Computer forensic experts are a lot like paleontologists—the scientists who study the life of past geological periods. Paleontologists have never unearthed a full dinosaur skeleton. But, by examining just a small sample of scattered bones, they’ve been able to figure out the skeletal structure of hundreds of dinosaur species.
Likewise, when we delete our computer data by conventional means (i.e., moving a file to the Recycle Bin and emptying that bin), we leave “fossils” or remnants behind. And the paleontologists of the digital world—namely, computer forensics experts and savvy cybercriminals—can use those remnants to put together a full picture of the data we’d tried to delete.
So what can you do when you want to remove information from your hard drive? Let’s take a look at what really happens when you delete files, as well as how to erase data so that no one can reconstruct its “skeleton.”
Why emptying the Recycle Bin just won’t cut it
To best understand how your Recycle Bin treats your data, think about what you do when you repaint a wall in your house. Do you first take the old paint off? Of course not. You paint over the old coat, either with a primer or the new color.

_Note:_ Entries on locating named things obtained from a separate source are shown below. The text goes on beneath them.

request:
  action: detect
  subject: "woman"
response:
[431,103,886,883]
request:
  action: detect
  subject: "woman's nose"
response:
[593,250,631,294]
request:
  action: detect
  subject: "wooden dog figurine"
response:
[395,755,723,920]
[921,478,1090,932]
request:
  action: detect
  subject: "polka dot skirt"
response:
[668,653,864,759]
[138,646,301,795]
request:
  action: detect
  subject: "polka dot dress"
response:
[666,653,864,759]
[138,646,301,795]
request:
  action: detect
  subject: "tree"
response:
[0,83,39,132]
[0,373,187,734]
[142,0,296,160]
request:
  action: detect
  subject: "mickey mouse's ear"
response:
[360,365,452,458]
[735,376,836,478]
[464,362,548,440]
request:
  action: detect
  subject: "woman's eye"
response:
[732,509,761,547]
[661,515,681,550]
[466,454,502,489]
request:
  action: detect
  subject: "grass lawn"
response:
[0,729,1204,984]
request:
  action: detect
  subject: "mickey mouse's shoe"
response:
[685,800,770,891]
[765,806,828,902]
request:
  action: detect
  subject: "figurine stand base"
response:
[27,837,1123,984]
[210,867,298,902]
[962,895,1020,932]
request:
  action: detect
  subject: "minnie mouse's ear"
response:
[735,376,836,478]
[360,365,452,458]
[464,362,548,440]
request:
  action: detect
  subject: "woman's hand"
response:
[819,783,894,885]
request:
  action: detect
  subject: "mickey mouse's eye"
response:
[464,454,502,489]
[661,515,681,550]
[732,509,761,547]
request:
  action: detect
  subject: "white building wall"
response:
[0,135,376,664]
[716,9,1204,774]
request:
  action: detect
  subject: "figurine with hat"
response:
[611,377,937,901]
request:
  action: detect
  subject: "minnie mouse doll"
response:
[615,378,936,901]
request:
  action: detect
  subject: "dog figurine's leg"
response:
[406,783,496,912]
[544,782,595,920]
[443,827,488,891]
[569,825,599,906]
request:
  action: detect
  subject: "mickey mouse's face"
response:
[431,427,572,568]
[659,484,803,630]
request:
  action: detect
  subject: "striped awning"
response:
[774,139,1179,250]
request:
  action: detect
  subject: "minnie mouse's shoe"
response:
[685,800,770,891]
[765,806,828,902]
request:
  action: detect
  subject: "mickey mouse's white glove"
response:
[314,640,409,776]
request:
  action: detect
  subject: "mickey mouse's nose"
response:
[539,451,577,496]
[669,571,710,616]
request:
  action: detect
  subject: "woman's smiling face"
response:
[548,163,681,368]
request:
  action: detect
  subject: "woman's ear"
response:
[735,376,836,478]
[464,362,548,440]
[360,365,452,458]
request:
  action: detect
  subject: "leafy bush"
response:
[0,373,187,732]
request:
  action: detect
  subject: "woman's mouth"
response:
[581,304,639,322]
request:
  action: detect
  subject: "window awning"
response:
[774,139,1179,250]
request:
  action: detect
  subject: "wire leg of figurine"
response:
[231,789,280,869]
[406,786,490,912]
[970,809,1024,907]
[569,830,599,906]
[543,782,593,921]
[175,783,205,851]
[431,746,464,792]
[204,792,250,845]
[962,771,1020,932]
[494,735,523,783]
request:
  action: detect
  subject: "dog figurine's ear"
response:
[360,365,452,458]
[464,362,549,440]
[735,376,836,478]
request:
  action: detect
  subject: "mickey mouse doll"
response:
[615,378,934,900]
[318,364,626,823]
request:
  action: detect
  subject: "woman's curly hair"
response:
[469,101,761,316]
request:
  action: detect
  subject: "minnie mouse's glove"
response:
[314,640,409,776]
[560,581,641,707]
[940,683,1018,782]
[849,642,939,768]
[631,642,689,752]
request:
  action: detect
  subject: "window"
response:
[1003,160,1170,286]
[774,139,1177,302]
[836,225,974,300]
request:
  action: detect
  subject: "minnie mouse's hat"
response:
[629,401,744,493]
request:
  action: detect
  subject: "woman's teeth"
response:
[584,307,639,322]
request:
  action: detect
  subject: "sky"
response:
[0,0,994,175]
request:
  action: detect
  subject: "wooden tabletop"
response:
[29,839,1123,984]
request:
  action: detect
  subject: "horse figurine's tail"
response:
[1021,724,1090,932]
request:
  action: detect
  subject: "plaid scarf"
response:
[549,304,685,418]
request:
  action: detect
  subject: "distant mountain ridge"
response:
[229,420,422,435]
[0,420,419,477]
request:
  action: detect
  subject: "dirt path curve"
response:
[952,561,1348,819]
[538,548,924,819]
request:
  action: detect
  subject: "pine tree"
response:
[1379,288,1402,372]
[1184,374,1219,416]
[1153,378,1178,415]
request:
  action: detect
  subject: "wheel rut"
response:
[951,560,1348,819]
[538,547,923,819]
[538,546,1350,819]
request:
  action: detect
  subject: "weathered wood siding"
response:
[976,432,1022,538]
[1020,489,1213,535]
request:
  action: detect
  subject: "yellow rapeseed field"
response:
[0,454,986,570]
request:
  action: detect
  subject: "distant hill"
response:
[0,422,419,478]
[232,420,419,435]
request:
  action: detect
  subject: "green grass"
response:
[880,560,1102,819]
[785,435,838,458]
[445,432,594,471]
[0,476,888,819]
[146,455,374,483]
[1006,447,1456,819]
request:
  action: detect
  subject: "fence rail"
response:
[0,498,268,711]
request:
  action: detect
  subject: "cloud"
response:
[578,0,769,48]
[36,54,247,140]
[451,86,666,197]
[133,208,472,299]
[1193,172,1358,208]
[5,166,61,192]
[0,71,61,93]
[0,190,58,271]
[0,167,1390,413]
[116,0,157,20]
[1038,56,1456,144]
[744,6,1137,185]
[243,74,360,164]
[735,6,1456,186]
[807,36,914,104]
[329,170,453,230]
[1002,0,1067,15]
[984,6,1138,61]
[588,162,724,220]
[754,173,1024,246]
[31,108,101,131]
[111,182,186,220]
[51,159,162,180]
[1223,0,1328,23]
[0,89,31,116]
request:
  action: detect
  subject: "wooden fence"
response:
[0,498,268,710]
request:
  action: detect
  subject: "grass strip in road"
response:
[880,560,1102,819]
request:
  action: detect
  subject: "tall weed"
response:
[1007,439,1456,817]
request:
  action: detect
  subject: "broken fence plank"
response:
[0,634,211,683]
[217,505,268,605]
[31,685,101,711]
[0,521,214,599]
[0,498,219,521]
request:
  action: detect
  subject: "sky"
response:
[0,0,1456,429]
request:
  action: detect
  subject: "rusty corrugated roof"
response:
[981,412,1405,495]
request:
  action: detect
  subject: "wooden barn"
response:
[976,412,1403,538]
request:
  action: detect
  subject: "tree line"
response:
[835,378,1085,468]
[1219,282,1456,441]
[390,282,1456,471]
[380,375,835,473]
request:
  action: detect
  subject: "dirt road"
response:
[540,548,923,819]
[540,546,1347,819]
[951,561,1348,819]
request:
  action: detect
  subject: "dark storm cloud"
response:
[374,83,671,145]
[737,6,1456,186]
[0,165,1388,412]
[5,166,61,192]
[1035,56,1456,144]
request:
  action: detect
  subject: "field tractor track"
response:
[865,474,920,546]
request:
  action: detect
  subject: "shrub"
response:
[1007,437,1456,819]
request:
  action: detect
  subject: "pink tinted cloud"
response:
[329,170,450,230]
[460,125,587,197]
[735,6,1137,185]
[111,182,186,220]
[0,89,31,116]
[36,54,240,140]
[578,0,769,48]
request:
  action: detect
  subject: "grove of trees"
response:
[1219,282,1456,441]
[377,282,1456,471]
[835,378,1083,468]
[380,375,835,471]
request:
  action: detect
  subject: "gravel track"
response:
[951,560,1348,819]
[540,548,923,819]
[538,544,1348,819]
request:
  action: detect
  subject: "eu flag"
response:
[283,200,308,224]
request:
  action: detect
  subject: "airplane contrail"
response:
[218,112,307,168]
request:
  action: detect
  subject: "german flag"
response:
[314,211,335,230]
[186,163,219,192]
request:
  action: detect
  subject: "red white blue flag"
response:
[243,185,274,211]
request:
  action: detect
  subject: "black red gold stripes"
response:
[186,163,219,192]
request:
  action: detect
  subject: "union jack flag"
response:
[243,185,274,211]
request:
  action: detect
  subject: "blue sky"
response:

Similarly, when you empty your Recycle Bin, you aren’t removing that data. You’re only marking it for overwriting. If you can think of your unwanted data as that old coat of paint, all you’re doing is hanging a sign on the wall that says, “TO BE REPAINTED.” The data is only gone when you add new data to that location—overwriting it.
Here’s the problem: you can never be sure where the data that needs to be overwritten is located, so you never know which remnants are still around and which aren’t. Someone well-versed in data recovery can take those remnants and figure out the rest. The Recycle Bin just doesn’t do the trick.
Don’t rely on encryption either
Put simply, encryption is a way of scrambling data so that unauthorized users can’t read it. It’s the most secure means of keeping your data private when it’s actively in use.
But if you were to toss your encrypted drive in the trash, you never know if it will fall into the wrong hands. At that point, it isn’t impossible to recover the decryption key and access the data—especially for those who make a living off of harvesting and exploiting sensitive information. In the trash, your encrypted hard drive is at much greater risk than when it was sitting in your locked home or office.
Your Recycle Bin will suffice for getting rid of unimportant files, but for a hard drive full of sensitive information, you’ll want to try one of the following methods:
1. Physical destruction. Shredding. Burning. Hammering. Physical destruction is the easiest, cheapest way to get rid of data. But its effectiveness is hard to quantify. What if an attacker puts the hard drive back together—and it works? Instead of placing the hard drive under your tire to crush it, consider having it professionally destroyed by an electronics recycling service. (You can find these services online or at your local tech or electronics store.)
2. Full-disk overwriting software. As mentioned, your data is still alive on your computer as long as it hasn’t been overwritten by new data. Certain programs can overwrite an entire drive with multiple layers of random data (like multiple coats of paint), making it significantly more difficult to uncover the original data.
3. Degaussing. A degausser is a device that erases all magnetic data on a hard disk and renders the disk unusable. Today, this is one of the most effective data-destruction methods, but it’s typically too expensive for personal use. As with physical destruction, you may want to reach out to a professional electronics recycling service.